Les fondateurs ont tendance à croire que leur présence constante est indispensable à la croissance de leur entreprise. Pourtant, cette conviction peut paradoxalement freiner le développement de l’organisation. À mesure que la société grandit, les méthodes qui ont fait son succès – prise de décision centralisée, direction créative forte, contrôle strict – deviennent des obstacles. Les équipes peinent à gagner en autonomie, les niveaux de management peinent à émerger, et l’entreprise reste prisonnière de la vision unique de son fondateur au lieu d’évoluer.
Cette réalité, j’en ai fait l’expérience après dix ans à la tête de Kurppa Hosk, en collaboration avec mon associé Thomas Kurppa. Rien n’était brisé : nous avions bâti une agence créative reconnue à l’échelle mondiale. Pourtant, sa croissance commençait à être entravée de manière insidieuse. En tant que PDG, chargé de la gestion opérationnelle, mon style de leadership – direct, impliqué, basé sur un dialogue constant – rendait l’évolution de l’entreprise difficile. Cette période coïncidait avec la naissance d’Eidra, un collectif de conseil dont Kurppa Hosk était cofondateur. Soudain, l’agence s’inscrivait dans un réseau de 30 entreprises, 1 400 collaborateurs répartis dans 14 bureaux, couvrant des expertises en stratégie, créativité, innovation et technologie.

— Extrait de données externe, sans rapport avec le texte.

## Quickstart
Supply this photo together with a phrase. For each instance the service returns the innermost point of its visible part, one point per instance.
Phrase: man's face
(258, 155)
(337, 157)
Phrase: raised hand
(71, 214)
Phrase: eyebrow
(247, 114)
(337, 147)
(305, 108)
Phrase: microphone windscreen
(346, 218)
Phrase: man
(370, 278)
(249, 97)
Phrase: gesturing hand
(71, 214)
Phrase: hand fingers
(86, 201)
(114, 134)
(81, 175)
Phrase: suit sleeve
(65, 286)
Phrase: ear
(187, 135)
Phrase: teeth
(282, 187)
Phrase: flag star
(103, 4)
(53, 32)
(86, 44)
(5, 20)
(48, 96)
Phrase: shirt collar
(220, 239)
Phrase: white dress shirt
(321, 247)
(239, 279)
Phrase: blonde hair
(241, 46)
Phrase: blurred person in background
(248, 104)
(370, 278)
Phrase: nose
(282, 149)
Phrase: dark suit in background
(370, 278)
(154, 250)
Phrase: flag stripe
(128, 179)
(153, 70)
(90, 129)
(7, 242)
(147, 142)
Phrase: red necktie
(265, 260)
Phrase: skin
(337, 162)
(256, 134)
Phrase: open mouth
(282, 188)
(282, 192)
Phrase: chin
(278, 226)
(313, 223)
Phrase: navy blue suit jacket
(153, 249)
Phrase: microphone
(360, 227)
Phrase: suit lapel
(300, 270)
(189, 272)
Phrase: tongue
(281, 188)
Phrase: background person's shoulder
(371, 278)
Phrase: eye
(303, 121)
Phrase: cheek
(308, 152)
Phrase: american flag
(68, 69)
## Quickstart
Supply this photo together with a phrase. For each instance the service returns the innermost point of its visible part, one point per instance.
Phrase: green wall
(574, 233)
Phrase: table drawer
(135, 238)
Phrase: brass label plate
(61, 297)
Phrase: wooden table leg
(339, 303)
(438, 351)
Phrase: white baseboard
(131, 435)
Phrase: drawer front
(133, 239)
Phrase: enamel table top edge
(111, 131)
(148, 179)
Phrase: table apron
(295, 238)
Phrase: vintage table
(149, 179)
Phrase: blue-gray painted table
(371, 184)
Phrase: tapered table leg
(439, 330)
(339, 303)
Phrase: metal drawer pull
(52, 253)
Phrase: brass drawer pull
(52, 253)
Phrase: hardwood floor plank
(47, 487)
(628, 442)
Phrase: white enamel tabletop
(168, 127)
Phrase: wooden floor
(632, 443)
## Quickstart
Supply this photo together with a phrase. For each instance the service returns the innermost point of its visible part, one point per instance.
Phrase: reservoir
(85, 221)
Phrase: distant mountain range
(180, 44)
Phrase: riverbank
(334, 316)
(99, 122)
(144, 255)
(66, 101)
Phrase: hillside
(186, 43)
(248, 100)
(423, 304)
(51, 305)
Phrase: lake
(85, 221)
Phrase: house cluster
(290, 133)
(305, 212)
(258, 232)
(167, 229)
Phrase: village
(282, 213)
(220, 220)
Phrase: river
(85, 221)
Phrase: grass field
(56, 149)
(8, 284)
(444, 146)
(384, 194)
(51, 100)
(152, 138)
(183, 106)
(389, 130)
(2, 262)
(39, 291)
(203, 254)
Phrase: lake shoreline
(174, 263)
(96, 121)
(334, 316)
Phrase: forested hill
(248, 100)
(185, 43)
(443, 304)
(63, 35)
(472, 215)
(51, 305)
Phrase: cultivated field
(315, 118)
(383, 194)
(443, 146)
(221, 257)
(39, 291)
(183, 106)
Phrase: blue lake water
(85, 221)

J’ai saisi cette opportunité pour recentrer mes forces sur un nouveau projet. La prise de conscience fut simple, mais difficile à concrétiser : l’entreprise n’avait pas besoin de plus de moi. Elle avait besoin d’une autre version de moi. Quitter le poste de PDG est devenu un choix délibéré pour offrir à l’entreprise l’espace nécessaire à son développement et préparer son avenir.
Ce type de transition n’est pas aisé : 58 % des fondateurs éprouvent des difficultés à lâcher prise. Si vous vous interrogez sur le moment opportun pour vous effacer, voici cinq conseils pour aborder cette transition avec sérénité.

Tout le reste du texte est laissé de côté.